Which is to say that dragging your lezzzzzzbian girlfriend through Merlotte's -- holding her hand and spanking her ass -- probably this feels very good in one way, because you're declaring yourself. And because showing her the dirty places you used to work feels good because she's getting to know your town and your history and not Toni, sure. And in another way, it's nice to feel the racist and homophobic eyes of the Merlotte's homeboys on you, wanting you and hating you in several different ways at once.

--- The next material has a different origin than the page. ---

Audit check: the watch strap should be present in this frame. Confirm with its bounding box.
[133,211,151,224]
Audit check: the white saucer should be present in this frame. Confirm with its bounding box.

And probably it is nice to finally figure out the thing that gay people always eventually figure out, which is that it is a fucking relief to get left out of certain areas and transactions and reindeer games. Probably all those things make you feel good.
But if you cock your eyebrow at Jessica for being a vampire, the second she walks up -- having been promoted to server off-camera by good ol' Sammy, who needed waitresses but also likes Jess -- and give her some snotty racist attitude about it, all of that goes down the drain. And yeah, you got beef with vampires. But you have no beef with Jessica. So I'd lose that NPR grin, if I were you. Nobody is entirely without privilege. And then not to mention you've also got the... Oh, Jessica just ran out the door without taking their order, faster than a human blur.
Tara, kind of valid: "Told you. We ain't even been here five minutes. Fuckin' vampires."
UNDER THE FULL LUNA
Luna: "Sam! You know how in every scene I'm in, we either discuss my readiness to 'let you in' on a one-to-ten scale, or I flash my tits?"
Sammy: "...Who are you?"
Luna: "Well, I'm ready to let you in."
Sammy: "Hang on, I'm not actually..."
Luna: "...And these are my tits."
Sammy: "Huh."
Luna: "It's because you're a wonderful, brave, strong man."
Sammy: "I forgot for a second. I forgot that I was brave and strong and good, for a second. Then I forgot something else."